Biography: Sven Dickinson received the BASc degree in Systems Design Engineering from the University of Waterloo, in 1983, and the MS and PhD degrees in Computer Science from the University of Maryland, in 1988 and 1991, respectively. He is currently Professor of Computer Science at the University of Toronto, where he has also served as Acting Chair (2008-2009), Vice-chair (2003-2006), and Associate Professor (2000-2007). From 1995-2000, he was an Assistant Professor of Computer Science at Rutgers University, where he also held a joint appointment in the Rutgers Center for Cognitive Science (RuCCS) and membership in the Center for Discrete Mathematics and Theoretical Computer Science (DIMACS). From 1994-1995, he was a Research Assistant Professor in the Rutgers Center for Cognitive Science, and from 1991-1994, a Research Associate at the Artificial Intelligence Laboratory, University of Toronto. He has held affiliations with the MIT Media Laboratory (Visiting Scientist, 1992-1994), the University of Toronto (Visiting Assistant Professor, 1994-1997), and the Computer Vision Laboratory of the Center for Automation Research at the University of Maryland (Assistant Research Scientist, 1993-1994, Visiting Assistant Professor, 1994-1997). Prior to his academic career, he worked in the computer vision industry, designing image processing systems for Grinnell Systems Inc., San Jose, CA, 1983-1984, and optical character recognition systems for DEST, Inc., Milpitas, CA, 1984-1985.

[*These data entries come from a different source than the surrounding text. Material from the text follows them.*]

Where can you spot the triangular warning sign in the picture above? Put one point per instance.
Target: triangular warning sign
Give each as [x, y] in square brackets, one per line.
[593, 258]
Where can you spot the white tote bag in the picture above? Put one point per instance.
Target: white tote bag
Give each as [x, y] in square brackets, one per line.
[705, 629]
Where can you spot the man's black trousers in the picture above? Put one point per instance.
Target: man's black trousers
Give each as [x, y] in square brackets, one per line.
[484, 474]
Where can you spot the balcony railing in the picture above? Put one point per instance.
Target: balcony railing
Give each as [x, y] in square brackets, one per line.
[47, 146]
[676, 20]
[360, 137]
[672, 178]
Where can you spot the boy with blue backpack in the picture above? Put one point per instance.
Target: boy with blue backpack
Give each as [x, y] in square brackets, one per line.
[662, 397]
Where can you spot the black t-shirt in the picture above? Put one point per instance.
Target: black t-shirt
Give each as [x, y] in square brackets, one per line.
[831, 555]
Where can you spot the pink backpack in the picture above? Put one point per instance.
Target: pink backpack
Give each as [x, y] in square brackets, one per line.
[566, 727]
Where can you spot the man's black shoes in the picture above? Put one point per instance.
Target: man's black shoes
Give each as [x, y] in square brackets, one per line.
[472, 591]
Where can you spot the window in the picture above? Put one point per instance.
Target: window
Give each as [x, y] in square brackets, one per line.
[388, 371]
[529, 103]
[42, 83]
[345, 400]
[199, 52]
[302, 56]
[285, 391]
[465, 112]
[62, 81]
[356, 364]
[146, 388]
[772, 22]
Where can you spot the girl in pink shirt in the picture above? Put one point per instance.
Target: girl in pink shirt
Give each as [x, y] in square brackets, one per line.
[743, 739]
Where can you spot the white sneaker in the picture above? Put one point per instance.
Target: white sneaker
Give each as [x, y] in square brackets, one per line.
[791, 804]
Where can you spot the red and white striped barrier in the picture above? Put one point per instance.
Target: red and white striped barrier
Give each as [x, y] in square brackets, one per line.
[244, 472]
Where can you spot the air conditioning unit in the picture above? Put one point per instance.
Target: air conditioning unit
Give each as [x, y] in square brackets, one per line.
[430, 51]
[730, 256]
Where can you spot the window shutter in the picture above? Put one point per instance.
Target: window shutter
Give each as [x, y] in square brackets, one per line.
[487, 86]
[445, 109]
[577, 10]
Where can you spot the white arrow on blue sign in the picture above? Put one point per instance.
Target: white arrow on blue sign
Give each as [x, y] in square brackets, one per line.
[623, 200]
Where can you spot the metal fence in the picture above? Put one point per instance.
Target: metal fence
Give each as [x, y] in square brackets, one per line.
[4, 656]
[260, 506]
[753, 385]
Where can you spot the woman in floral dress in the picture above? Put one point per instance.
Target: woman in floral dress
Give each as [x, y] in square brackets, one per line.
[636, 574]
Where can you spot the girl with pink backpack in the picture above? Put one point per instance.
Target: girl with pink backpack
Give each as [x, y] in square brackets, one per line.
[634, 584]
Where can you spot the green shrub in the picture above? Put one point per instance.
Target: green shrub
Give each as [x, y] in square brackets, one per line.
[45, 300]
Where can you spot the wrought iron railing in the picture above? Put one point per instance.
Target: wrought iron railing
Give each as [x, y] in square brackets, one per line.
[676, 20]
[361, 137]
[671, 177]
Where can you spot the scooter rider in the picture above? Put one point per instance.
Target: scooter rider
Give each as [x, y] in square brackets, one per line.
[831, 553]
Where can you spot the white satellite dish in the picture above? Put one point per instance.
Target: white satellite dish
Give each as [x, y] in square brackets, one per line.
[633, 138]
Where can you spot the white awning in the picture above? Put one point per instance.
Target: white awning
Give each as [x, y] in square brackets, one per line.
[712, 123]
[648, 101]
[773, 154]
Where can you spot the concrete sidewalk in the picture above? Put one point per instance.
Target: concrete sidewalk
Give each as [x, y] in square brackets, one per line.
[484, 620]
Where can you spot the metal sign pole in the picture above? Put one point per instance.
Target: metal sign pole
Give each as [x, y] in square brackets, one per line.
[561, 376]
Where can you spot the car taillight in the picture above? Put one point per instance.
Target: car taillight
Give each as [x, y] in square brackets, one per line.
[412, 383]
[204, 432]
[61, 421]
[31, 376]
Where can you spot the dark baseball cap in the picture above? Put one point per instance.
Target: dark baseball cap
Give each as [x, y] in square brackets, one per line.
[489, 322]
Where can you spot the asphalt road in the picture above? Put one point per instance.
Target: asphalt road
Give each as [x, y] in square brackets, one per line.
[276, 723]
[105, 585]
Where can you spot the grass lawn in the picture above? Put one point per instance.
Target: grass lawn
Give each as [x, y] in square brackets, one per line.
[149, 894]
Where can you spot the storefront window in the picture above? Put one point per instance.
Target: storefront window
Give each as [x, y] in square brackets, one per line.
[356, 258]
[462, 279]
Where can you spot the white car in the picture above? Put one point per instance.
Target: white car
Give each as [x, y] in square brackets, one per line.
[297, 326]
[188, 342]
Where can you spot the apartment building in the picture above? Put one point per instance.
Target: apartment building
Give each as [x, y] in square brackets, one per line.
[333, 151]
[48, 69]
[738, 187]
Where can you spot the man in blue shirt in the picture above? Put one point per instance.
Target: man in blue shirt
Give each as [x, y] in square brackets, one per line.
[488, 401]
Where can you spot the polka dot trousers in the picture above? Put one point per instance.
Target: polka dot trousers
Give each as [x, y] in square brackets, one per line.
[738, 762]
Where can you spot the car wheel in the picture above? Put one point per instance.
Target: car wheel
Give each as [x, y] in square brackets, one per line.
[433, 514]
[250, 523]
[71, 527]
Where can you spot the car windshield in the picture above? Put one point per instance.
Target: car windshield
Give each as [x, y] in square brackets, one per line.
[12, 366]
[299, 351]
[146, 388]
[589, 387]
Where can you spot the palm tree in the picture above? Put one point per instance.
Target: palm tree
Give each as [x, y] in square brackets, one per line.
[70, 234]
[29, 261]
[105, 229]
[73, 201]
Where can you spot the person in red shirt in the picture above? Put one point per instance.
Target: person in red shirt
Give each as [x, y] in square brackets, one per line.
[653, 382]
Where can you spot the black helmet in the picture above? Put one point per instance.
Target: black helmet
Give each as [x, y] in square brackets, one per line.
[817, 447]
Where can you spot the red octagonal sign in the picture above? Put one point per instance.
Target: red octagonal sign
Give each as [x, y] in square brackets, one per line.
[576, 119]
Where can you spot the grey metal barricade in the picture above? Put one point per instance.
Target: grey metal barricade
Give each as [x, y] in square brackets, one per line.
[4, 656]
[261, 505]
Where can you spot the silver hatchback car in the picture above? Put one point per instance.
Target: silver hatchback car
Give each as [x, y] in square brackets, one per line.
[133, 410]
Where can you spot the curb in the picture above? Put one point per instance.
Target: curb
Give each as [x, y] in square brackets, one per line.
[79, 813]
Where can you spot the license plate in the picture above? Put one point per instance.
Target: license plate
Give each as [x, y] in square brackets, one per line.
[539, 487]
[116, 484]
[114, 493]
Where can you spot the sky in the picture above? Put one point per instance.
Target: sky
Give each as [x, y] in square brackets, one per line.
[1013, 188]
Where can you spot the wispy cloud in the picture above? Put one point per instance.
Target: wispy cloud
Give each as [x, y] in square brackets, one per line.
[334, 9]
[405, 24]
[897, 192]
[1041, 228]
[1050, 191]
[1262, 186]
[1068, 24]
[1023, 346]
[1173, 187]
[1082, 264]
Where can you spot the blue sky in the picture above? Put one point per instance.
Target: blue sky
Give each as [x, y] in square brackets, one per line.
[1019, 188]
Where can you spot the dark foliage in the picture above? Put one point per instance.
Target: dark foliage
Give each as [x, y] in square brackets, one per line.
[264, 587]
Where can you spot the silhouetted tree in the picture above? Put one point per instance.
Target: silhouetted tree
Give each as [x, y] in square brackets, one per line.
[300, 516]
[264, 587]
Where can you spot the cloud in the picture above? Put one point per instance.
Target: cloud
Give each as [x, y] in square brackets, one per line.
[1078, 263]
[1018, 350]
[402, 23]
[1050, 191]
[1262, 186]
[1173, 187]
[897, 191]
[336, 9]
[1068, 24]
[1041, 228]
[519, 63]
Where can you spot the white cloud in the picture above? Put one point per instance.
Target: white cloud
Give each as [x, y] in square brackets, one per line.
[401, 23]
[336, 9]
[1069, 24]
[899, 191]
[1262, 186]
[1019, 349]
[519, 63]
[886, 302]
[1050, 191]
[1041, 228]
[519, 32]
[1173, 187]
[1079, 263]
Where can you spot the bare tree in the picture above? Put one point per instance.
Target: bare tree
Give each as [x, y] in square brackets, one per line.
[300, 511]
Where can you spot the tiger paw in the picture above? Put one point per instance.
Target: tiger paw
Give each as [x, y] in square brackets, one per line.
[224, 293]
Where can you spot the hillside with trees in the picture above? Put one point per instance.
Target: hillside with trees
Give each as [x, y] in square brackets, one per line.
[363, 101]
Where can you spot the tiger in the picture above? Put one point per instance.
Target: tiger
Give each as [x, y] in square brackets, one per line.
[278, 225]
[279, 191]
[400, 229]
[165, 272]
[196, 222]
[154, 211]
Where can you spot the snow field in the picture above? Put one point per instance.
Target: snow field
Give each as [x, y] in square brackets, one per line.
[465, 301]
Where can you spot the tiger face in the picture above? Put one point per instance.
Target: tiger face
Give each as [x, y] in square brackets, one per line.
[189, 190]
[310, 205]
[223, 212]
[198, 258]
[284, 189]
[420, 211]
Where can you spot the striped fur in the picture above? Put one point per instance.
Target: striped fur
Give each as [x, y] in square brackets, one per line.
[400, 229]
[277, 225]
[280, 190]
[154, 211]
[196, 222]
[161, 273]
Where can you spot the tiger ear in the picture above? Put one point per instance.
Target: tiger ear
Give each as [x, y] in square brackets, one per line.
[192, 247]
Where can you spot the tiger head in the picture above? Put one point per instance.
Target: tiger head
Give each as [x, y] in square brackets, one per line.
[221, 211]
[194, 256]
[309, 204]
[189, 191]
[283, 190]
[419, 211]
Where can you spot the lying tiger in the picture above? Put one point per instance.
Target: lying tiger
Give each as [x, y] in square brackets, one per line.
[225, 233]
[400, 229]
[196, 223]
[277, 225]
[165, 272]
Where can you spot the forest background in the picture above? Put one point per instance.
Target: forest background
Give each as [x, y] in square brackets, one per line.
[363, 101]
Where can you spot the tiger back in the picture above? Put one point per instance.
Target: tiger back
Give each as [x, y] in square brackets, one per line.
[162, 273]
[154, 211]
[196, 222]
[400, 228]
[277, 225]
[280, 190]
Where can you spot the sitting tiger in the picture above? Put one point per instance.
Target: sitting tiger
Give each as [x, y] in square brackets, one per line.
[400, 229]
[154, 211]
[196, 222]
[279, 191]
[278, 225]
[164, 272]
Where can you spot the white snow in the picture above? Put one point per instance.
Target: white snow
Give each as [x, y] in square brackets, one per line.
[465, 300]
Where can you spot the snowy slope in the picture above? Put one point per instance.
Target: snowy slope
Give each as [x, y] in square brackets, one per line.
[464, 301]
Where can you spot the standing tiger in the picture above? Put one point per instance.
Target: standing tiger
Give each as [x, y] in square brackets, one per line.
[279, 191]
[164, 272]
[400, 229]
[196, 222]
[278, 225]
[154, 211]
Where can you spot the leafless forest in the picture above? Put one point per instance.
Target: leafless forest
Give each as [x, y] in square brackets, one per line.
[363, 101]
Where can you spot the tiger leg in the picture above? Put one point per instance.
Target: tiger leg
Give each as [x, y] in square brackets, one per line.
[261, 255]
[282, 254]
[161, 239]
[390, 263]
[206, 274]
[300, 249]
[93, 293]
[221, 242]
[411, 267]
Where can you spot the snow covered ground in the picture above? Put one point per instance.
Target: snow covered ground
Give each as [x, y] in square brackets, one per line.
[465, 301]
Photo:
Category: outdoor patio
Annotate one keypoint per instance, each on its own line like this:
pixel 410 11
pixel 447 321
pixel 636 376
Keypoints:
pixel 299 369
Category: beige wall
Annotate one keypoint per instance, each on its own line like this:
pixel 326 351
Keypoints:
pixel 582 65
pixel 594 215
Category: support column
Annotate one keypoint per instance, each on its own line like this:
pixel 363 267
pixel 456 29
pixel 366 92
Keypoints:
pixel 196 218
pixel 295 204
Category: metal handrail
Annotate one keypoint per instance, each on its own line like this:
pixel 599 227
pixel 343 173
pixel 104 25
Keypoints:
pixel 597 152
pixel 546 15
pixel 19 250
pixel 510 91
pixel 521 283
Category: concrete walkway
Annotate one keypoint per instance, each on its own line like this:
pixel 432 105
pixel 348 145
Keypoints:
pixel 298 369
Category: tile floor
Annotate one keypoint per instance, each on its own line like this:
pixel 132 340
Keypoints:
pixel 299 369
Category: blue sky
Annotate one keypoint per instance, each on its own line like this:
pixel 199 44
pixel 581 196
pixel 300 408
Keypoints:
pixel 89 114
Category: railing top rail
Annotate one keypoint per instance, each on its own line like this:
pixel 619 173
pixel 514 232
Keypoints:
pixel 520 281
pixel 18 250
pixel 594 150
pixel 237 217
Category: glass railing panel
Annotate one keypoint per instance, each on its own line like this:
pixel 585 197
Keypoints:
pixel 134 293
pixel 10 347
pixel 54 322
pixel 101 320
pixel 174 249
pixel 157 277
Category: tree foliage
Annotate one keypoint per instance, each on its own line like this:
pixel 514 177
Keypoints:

Dr. Dickinson's research interests revolve around the problem of object recognition, in general, and generic object recognition, in particular. He has explored a multitude of generic shape representations, and their common representation as hierarchical graphs has led to his interest in inexact graph indexing and matching. His interest in shape representation and matching has also led to his research in perceptual grouping, object tracking, vision-based navigation, content-based image retrieval, and the use of language to guide perceptual grouping, object recognition, and motion analysis. One of the focal points of his research is the problem of image abstraction, which he believes is critical in bridging the representational gap between exemplar-based and generic object recognition. He has published over 100 papers on these topics in refereed journals, conferences, and edited collections. In 1996, he received the NSF CAREER award for his work in generic object recognition, and in 2002, received the Government of Ontario Premiere's Research Excellence Award (PREA), also for his work in generic object recognition. He was co-chair of the 1997, 1999, 2004, and 2007 IEEE International Workshops on Generic Object Recognition (or Object Categorization), which culminated in the interdisciplinary volume, Object Categorization: Computer and Human Vision Perspectives, in 2009. He co-chaired the DIMACS Workshop on Graph Theoretic Methods in Computer Vision in 1999, and co-chaired the First, Second, and Third International Workshops on Shape Perception in Human and Computer Vision, in 2008, 2009, and 2010, respectively. From 1998-2002, he served as Associate Editor of the IEEE Transactions on Pattern Analysis and Machine Intelligence, in which he also co-edited the Special Issue on Graph Algorithms and Computer Vision, which appeared in 2001. He currently serves as Associate Editor for the journals: International Journal of Computer Vision; Image and Vision Computing; Pattern Recognition Letters; IET Computer Vision; and the Journal of Electronic Imaging. He is also co-editor of the Synthesis Lectures on Computer Vision from Morgan & Claypool Publishers.